For me, there are so many.The moment I realized I was entire fluent in ASL. Standing on the balcony overlooking the City of Old Jerusalem. Sitting on the Piazza De Spagna steps in Rome. The day I adopted my piano. Holding my very own book and looking at my name on the cover. Reading bedtime stories to my niece. Playing trains with my nephew. Standing by a river I never knew before and feeling the ground move from underneath me. Getting the 501(c)3 status of my non-profit. And one seemingly ordinary teenage moment when I was about 17.
I remember I was crying on my bed in my room. I was complaining to my mom about how making right choices didn't always mean that good things happened.

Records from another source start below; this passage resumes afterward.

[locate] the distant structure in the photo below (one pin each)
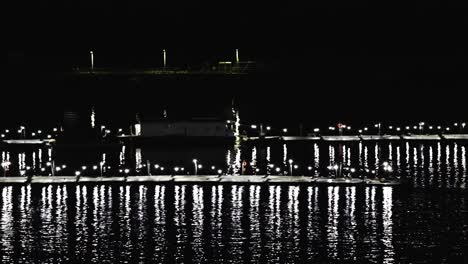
(238, 66)
(198, 127)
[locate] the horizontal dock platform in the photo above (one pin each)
(341, 138)
(421, 137)
(455, 136)
(194, 179)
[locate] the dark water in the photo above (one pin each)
(231, 224)
(423, 222)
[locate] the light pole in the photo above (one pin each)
(421, 127)
(5, 166)
(290, 166)
(195, 165)
(378, 126)
(101, 165)
(92, 59)
(148, 167)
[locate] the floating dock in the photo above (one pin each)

I had chosen not to drink, have sex, do drugs, etc and as a result I quickly stopped getting invited to anything. And so I sat night after night, in my room, all alone. I was contemplating this whole idea of living righteously. I was in a very egocentric and negative place.
I remember my mom sitting next to me on my bed and just listening. Looking back I am sure it was agony for her to see me making good choices and suffering so much as a result. After letting me vent for a bit she rubbed my back and just sat there while I cried. She didn't say it was going to be okay. She didn't feed me any platitudes of blessings to come. In fact, I don't remember her saying much of anything. She just let me be in my pain in a close enough proximity that if I needed her all I needed to do was ask.
I am still learning from that moment.
I think more often than not when people are in pain we have this innate desire to fix the pain. We want to help. Most of the time we have no idea what that help looks like so we do our very best. The thing is most of the time people don't need your help or need to be fixed. They just need you.
Recently, I opened up and was vulnerable to a friend of mine. He sat and listened, while I made a mess of myself, and gave me enough signs that I could continue. I spoke some hard truths about myself that I know he knew were true. He didn't coddle me, try to fix me, or even really try to comfort me—and yet I felt loved. He let me sit there, tears coming down my face, in my stuff and just be. It was amazing.
Once again I learned a powerful lesson.